È quello che ha sottolineato anche Romano Prodi a Otto e mezzo, parlando di una sinistra senza leadership, incapace a rappresentare una valida alternativa di governo. Condivide?

«Sì, è sotto gli occhi di tutti. Il fatto che le opposizioni non guadagnino consensi e che la popolarità di Giorgia Meloni resti stabile lo dimostrano. È un problema internazionale: lo vediamo con Trump negli Stati Uniti, con Milei in Argentina, con Le Pen in Francia. La destra cresce perché la sinistra non offre risposte concrete. Non basta dire “Meloni sbaglia tutto”, o ripetere gli slogan di rito come “venga a riferire in Parlamento”. Serve un pensiero nuovo, una visione. Che non c’è, evidentemente. Mi permetto di chiarire una cosa, per non lasciare spazio a dubbi».

Prego.

«Ho sempre votato per partiti di centrosinistra: laici, socialisti, poi Pd e anche 5 Stelle.

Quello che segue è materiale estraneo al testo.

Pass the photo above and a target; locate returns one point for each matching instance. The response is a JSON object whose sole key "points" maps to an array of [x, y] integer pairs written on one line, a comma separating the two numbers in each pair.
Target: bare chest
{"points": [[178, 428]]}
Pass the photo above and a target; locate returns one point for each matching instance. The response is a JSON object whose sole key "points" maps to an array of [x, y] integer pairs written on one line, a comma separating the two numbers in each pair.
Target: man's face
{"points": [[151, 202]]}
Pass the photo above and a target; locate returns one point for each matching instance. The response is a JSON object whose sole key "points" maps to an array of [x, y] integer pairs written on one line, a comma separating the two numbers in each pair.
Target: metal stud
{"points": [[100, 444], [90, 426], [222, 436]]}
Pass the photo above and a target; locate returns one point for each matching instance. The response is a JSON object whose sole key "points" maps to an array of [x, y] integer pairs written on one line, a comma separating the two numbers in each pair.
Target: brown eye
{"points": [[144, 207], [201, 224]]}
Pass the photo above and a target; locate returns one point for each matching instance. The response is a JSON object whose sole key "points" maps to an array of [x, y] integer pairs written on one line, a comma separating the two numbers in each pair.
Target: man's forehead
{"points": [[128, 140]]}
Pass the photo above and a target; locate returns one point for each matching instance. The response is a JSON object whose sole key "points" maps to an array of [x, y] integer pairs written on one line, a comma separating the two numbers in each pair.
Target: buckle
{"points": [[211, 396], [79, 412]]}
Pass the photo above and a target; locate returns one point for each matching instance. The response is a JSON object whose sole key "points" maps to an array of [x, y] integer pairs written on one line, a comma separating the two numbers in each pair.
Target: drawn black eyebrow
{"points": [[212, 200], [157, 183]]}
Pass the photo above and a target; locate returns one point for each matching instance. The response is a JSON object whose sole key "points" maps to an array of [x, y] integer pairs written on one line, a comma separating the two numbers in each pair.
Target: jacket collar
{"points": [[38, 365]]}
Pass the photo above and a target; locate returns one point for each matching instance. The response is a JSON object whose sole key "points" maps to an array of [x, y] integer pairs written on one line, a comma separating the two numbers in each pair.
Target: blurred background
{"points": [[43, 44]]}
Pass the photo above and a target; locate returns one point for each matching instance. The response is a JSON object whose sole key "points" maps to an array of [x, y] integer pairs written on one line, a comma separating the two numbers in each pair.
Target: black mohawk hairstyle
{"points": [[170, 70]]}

Vorrei che quella parte politica tornasse a vincere, ma temo che, come disse Nanni Moretti ai tempi del berlusconismo, “con questi dirigenti non vinceremo mai”. Spero solo che quella frase non torni drammaticamente attuale».

Immagino che il dibattito sui rischi per la democrazia in Italia non la stia appassionando, giusto?

«Assolutamente no. E non credo che la destra voglia imporre la dittatura. La nostra è una democrazia solida, matura, con istituzioni radicate nella coscienza del Paese. Abbiamo un garante come Sergio Mattarella, un galantuomo che interpreta il suo ruolo con equilibrio e saggezza. Se il Parlamento funziona poco, bisogna parlarne con i parlamentari. Sulla libertà di stampa: certo, ci sono troppe querele temerarie e richieste di risarcimento esorbitanti, ma nessuna censura di Stato. Nessuno impone ai giornalisti cosa scrivere e in Italia c’è pluralismo, ci sono giornalisti con la schiena dritta. Ci sono anche giornalisti con la schiena meno dritta, ma c’è libertà. Sentire dire che “la democrazia è in pericolo” mi irrita: è un allarme infondato e spesso interessato».

Vorrei rievocare Pasolini, morto cinquant’anni fa, e che lei cita a chiusura del libro. Proprio lui che denunciò come sulle spalle dell’antifascismo si stava imponendo il consumismo. Cosa direbbe oggi?

«Pasolini aveva intuito tutto. In una lettera del 1973 ad Alberto Moravia scriveva: “Mi chiedo, caro Alberto, se questo antifascismo rabbioso, sfogato nelle piazze oggi a Fascismo finito, non sia un’arma di distrazione che la classe dominante usa per vincolare il dissenso”. Credo che direbbe le stesse cosa anche oggi. Il mio libro, in fondo, nasce proprio da questa consapevolezza. Non è un atto d’accusa, ma un invito alla riflessione».